C’è poi la questione del «quarto uomo», che arrivò a soccorrere appunto Savi rimasto ferito, contattato pare tramite una cabina telefonica.
"Ecco, costui è rimasto sconosciuto. Eppure andò a prendere i tre fratelli al Pilastro a bordo di un’Alfa 33, notata da diversi testimoni già con i Savi a bordo. Quell’auto non è mai stata ritrovata, a differenza delle altre coinvolte nelle azioni messe a segno dalla banda. Un altro punto buio".
Ci fu poi la questione Santagata, con la misteriosa telefonata del padre di Simonetta Bersani ora al vaglio degli inquirenti: cosa ne pensa?

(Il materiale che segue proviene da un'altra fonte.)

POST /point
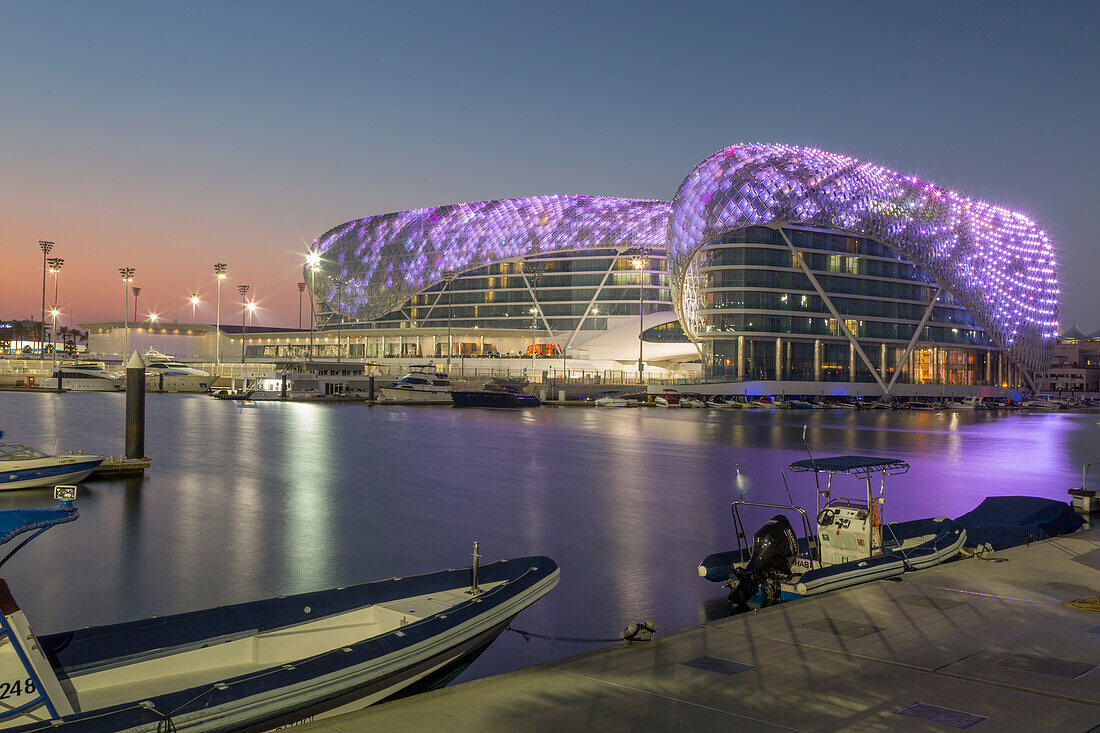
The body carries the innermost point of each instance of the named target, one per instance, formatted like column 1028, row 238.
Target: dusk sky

"Né Simonetta Bersani, né Annamaria Fontana (la prima indicò la banda dei giovani malavitosi pilastrini Santagata come autori della strage del Pilastro, la seconda portò all’arresto di una banda di pregiudicati catanesi per gli assalti ai supermercati Coop, ndr ) hanno mai pagato per avere depistato le indagini. Mi auguro che in questi nuovi accertamenti non sia trascurato questo elemento. Anche se devo dire una cosa".
Prego.
"Nel processo ai Santagata, si fece una ricostruzione della dinamica della sparatoria poi completamente stravolta da quella nel processo alla banda della Uno bianca. Ecco, a me convinceva più la prima versione, peraltro supportata dagli esiti della perizia balistica, e cioè che un uomo scese dalla Uno, con una pistola calibro 38 sparò all’autista e ferì gli altri due carabinieri, poi risalì a bordo e proseguì nell’azione di morte con gli altri complici, mentre l’auto andava a sbattere contro i cassonetti. Nel 1997 invece si stabilì come Roberto Savi avesse sparato mentre era ancora a bordo dell’auto, mirando alla pattuglia dei Carabinieri ( disse che temeva che la pattuglia si fosse insospettita e li volesse identificare , ndr). Io credo invece fosse una spedizione mirata e ben orchestrata".